The approximately hour-long feature film tells the life of Tran Thi Hoan, a girl who was born without both her legs and her left hand as a result of attacks with the dangerous chemical warfare agent used by US troops in Vietnam for a decade during the war.
It also looks at the plight of others affected by Agent Orange and a former journalist’s fight in a French court against US chemical companies.
Sakata traveled to Vietnam in 2004 to learn about the aftermath of what is believed to be the largest, longest, and most catastrophic chemical warfare in human history after the death of her husband, who was also a victim of exposure to the toxin while fighting for the US turned army.
The Japanese director, the VNA news agency recalled, premiered the film Agent Orange: A Personal Requiem (Agent Orange: A Personal Requiem) in 2007 and four years later Living the Silent Spring (Living the Silent Spring), both winners of several festival films in the world and in Japan.
According to journalistic sources, about 4.8 million Vietnamese have been exposed to this chemical substance, while another three million, their children, grandchildren and even great-grandchildren are still affected, even though the war ended almost half a century ago.

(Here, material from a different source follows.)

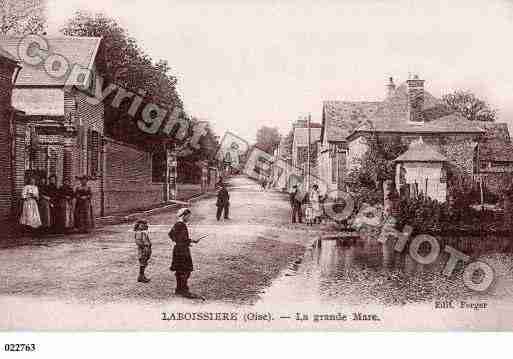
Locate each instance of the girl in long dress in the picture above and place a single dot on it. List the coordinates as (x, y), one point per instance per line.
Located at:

What the U.S. Department of Defense christened “Operation Ranch Hand” began on August 10, 1961 and lasted for a decade, during which about 80 million liters of toxic chemicals, 61 percent Agent Orange, were sprayed on more than three million hectares of land in southern Vietnam.
According to estimates by the Vietnamese Association of Agent Orange/Dioxin Victims and the National Red Cross, of the three million Vietnamese affected by this deadly substance, at least 150,000 children have been born with birth defects and one million people are suffering from serious consequences.